Notes about IBM podcast on online gaming

One month ago, IBM releases an interesting podcast about IBM and the Future of Online Games. An important note is that this is available on their 'Investor Relations' website. In this podcast (targeted to IBM shareholders), Quentin Staes-Polet, head of IBM's online gaming practice in Asia and Joey Alarilla, president of the Asian Gaming Journalists Association, discuss how online gaming's immersive, virtual environments are pioneering how we will play, learn and work in the future. The transcript of the podcast is available here.

Some pertinent excerpts:

There are changes in the business models in the way people are being charged for play. There's still a lot of experimenting being done with that.

You know the basic model works around you pay for one month's subscription. But you can also pay per the hours. You can pay per level you are going for games. And there's a whole paradigm now that is showing up around paying for items where you play for free but in order to succeed and do your game play you need to purchase certain items. (...) you can also buy real estate in the game. (...) Harvard Business Press published this book called Dot Game which talks about how the gamer generation is taking over the workplace.

It argues that, you know, we are learning a lot of real-world skills playing games. We're talking about resource management. We're talking about leadership skills, getting your team together. Focusing on an objective. (...) the funny thing about games is that we are willing to absorb a lot of information. We are willing to master a lot of skills in a very, you know, short span of time, in order to win.

Of particular interest is this part, that attests the use of various devices while playing:

the mobile devices complement your online playing, because you know you know that you can check up on your characters. You can chat with your friends or you can, you know, make small transactions during what's supposedly should be your down time. If you're waiting for a bus or waiting for your train. You can just check it using your mobile.

They also deal with human-computer interaction with this:

I spend half of my weekend with my son in front of a PlayStation 2 equipped with a camera interacting with virtual boxes and virtual ghosts and everything by not touching any controller. The camera just recognizes your movement and use this data to make you interact with a virtual environment. Now, again, those are technologies that we will be using. Nobody wants to use a keyboard.
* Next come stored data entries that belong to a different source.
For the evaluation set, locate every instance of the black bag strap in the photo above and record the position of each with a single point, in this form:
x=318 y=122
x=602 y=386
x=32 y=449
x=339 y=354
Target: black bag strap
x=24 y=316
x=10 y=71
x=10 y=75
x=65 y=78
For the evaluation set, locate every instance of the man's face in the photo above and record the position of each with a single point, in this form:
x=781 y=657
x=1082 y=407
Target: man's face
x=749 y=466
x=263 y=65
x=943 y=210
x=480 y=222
It's very impractical way to communicate to actually have to type on little squares..when you can actually just talk to that computer or make a move to explain what you're doing. So what we see the technology industry bring in to online gaming is a very good indicator, I think, of how we will in general interact with networks and computers in the future.
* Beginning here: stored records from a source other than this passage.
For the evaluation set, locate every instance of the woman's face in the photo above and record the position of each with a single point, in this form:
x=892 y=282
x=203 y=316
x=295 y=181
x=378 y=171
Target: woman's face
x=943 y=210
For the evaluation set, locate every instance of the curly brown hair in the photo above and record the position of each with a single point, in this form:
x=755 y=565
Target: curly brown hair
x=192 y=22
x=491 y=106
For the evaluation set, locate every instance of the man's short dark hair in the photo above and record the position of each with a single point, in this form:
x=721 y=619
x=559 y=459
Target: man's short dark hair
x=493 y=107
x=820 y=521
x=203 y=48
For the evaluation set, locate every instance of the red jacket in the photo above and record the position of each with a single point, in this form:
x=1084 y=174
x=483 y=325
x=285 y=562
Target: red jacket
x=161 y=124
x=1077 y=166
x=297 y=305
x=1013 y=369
Since I am working on projects about collaboration and on-line comunities, the second part is very relevant for that matter:

In online games, you have clans. These are groups of people who band together. The thing about online games is it really makes it sociable because you can try to adventure all alone for a while, but at some point you need to form clans in order to tackle the biggest quest and bring down the bigger opponents.
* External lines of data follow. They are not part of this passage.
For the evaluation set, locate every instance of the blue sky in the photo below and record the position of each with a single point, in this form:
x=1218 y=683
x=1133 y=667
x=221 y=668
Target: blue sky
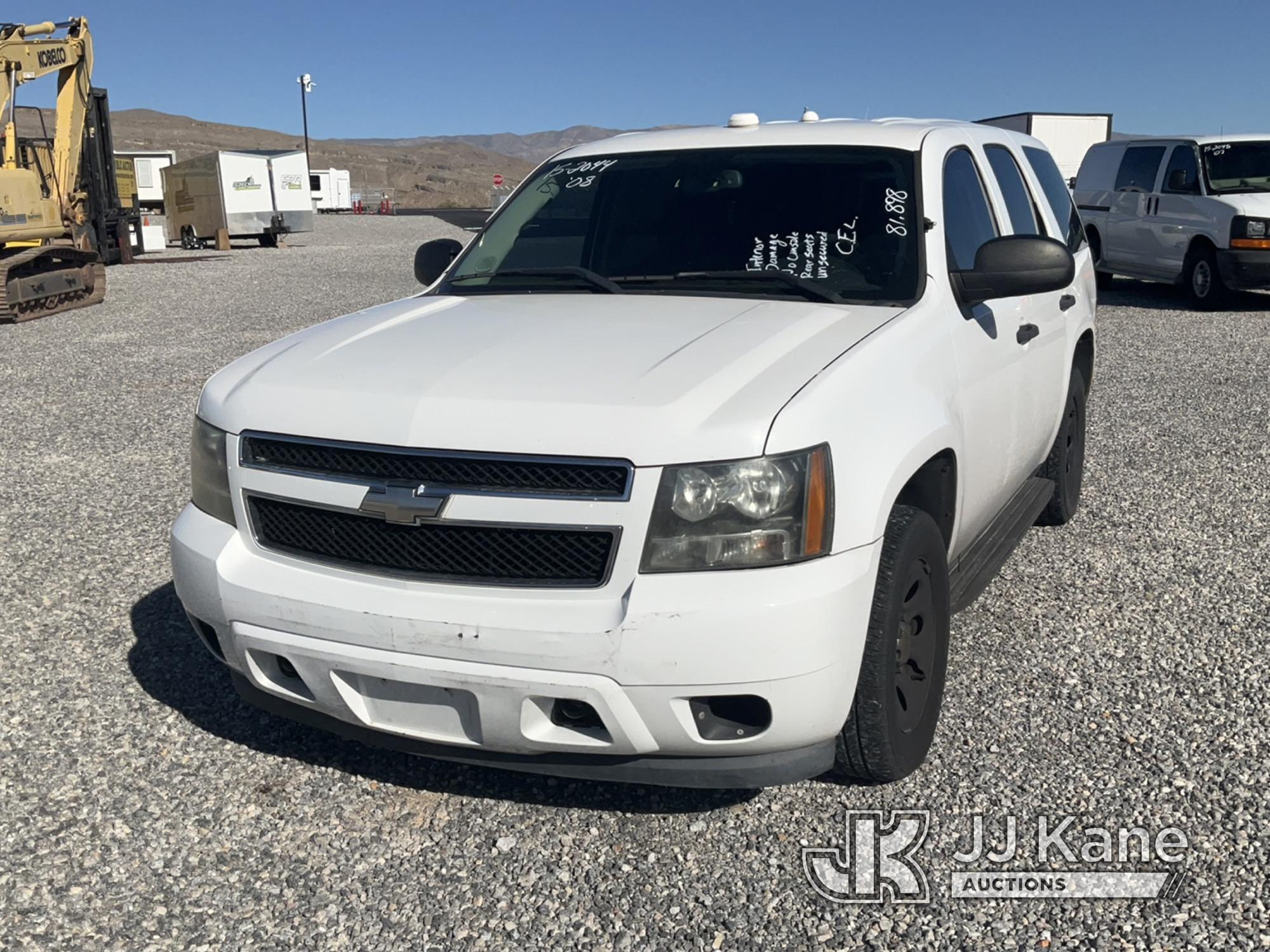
x=411 y=69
Most games are built in that manner. The reality is that many of the early massively multiplayer online game to make sure there would be stickiness and people would come back, there was a requirement to team together, achieve things together, et cetera. So naturally the industry developed that taste for community, because it's good for the business as well. (...) Another aspect of it which we see in a lot of these online games is that you know people help each other out. (...) there's some games which actually have Wikis, so they're using this open source tool in order to in effect build, you have the gaming encyclopedia. You have people volunteering, contributing, okay, so this is really, this is what this monster is like. It's not coming from the company but the users themselves are building this pool of knowledge

Why do I blog this? this podcast offers great insights about the potential of the video game industry. They're useful as starting point for 'user experience' research projects.